Here is a snapshot of the benefits you can expect by switching to Ori:
| Ori GPU Instances | Legacy Cloud Providers | |
|---|---|---|
| Billing by usage | Per-minute | Per-hour |
| Provisioning Times | Under 2 minutes | 10-15 minutes |
| Fractional GPUs | Yes | No |
| Suspend Enabled | Users can suspend and resume any time | Provider-dependent and often requires Kubernetes |
| Pricing | 60% more cost-efficient than traditional hyperscalers | Expensive instances with high on-demand pricing |
* NVIDIA H200 Instances cost $3.5/GPU/Hr on Ori.

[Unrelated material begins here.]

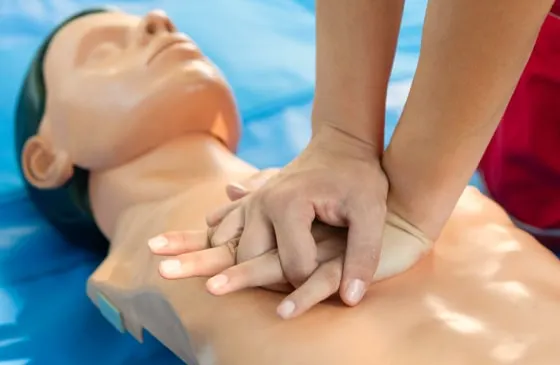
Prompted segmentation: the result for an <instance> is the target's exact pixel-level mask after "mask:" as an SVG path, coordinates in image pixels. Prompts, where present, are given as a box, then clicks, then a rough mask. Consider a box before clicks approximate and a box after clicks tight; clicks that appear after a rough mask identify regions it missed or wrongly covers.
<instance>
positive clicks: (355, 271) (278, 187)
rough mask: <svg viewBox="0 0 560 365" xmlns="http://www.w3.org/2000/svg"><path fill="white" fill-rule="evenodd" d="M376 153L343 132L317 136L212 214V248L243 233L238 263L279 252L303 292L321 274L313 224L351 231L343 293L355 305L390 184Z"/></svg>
mask: <svg viewBox="0 0 560 365" xmlns="http://www.w3.org/2000/svg"><path fill="white" fill-rule="evenodd" d="M376 152H377V151H376V150H375V149H374V148H373V147H372V146H370V145H365V144H364V143H363V142H361V141H359V140H357V139H354V138H352V137H350V136H348V135H347V134H344V133H343V132H339V131H336V130H332V129H331V130H328V131H327V132H323V133H322V134H317V135H315V136H314V137H313V138H312V140H311V142H310V144H309V146H308V147H307V148H306V149H305V150H304V151H303V152H302V153H301V154H300V156H298V157H297V158H296V159H295V160H294V161H293V162H292V163H291V164H290V165H288V166H287V167H286V168H284V169H283V170H281V171H280V172H279V173H278V174H277V175H276V176H274V177H272V178H271V179H270V181H268V182H267V183H266V184H265V185H264V186H263V187H262V188H260V189H258V190H257V191H256V192H254V193H252V194H250V195H249V196H246V197H244V198H242V199H240V200H238V201H237V202H234V203H231V204H230V205H228V206H226V207H224V208H222V209H220V210H219V211H217V212H214V213H213V214H211V215H209V216H208V219H207V220H208V225H209V226H210V227H212V229H213V230H214V234H213V236H212V244H213V246H219V245H222V244H225V243H227V242H230V241H231V240H232V239H235V238H236V237H238V236H239V232H242V233H241V238H240V241H239V247H238V250H237V262H238V263H240V262H244V261H247V260H250V259H252V258H255V257H257V256H260V255H262V254H264V253H265V252H267V251H270V250H272V249H274V248H275V247H276V246H277V247H278V254H279V256H280V261H281V264H282V269H283V271H284V275H285V277H286V278H287V279H288V281H289V282H290V283H291V284H292V285H294V286H296V287H298V286H300V285H301V284H302V283H303V282H305V281H306V280H307V279H308V278H309V277H310V275H311V274H312V273H313V272H314V271H315V269H317V267H318V260H317V248H316V244H315V241H314V239H313V236H312V234H311V225H312V223H313V221H314V220H315V219H318V220H320V221H321V222H323V223H326V224H329V225H332V226H337V227H348V246H347V250H346V255H345V259H344V269H343V276H342V282H341V286H340V295H341V298H342V299H343V301H344V302H345V303H346V304H348V305H356V304H357V303H358V302H359V301H360V300H361V299H362V297H363V295H364V293H365V289H366V288H367V286H368V284H369V283H370V282H371V280H372V277H373V274H374V272H375V270H376V267H377V263H378V260H379V252H380V245H381V235H382V231H383V224H384V221H385V211H386V198H387V190H388V182H387V178H386V176H385V174H384V173H383V171H382V169H381V167H380V162H379V159H378V156H377V153H376Z"/></svg>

In comparison AWS EC2 Instances with H200 (p5en.48xlarge) cost $8.7/GPU/Hr as of January 6, 2026.
As AI infrastructure continues to evolve, Ori Virtual Machines represent a shift away from legacy VM assumptions toward a modern, AI-native compute primitive, one built for speed, efficiency, and performance at scale.
How to run GPU Instances on Ori
Step1: Head to the Ori cloud console and click on Virtual Machines.
Step 2: Pick a GPU of your choice. Ori offers a wide range of GPUs that includes NVIDIA A16, A40, A100, V100, V100S, L4, L40S, H100, H200 and more. GPU Instances are available in several configurations as 1,2,4 or 8, and fractional instances (1/24, 1/16, 1/8, 1/4 etc.) for many GPU models.

Step 3: Choose the number of CPU cores, system memory and system storage for the virtual machine.
Step 4: Deploy your virtual machine in a location of your choice.
Step 5: Choose Debian or Ubuntu as the OS for the VM image. Use the init script to pre-install NVIDIA CUDA drivers, frameworks such as Pytorch or Tensorflow and Jupyter notebooks.

Step 6: For enhanced network security you can add the virtual machine to a Virtual Private Cloud (VPC).
Step 7: Add your public SSH key, give the VM an appropriate name and hit launch.
The Takeaway
GPU Instances on Ori redefine what virtual machines can be for AI:
- Near bare-metal performance for all types of AI workloads
- Fractional GPUs and minute-based billing for efficient economics
- Sub-2-minute provisioning for rapid iteration
- Intelligent scheduling for cluster-wide efficiency
For teams building, scaling, or operating modern AI workloads, Ori GPU Instances offer a rare combination: the flexibility of virtualization, without paying the performance penalty.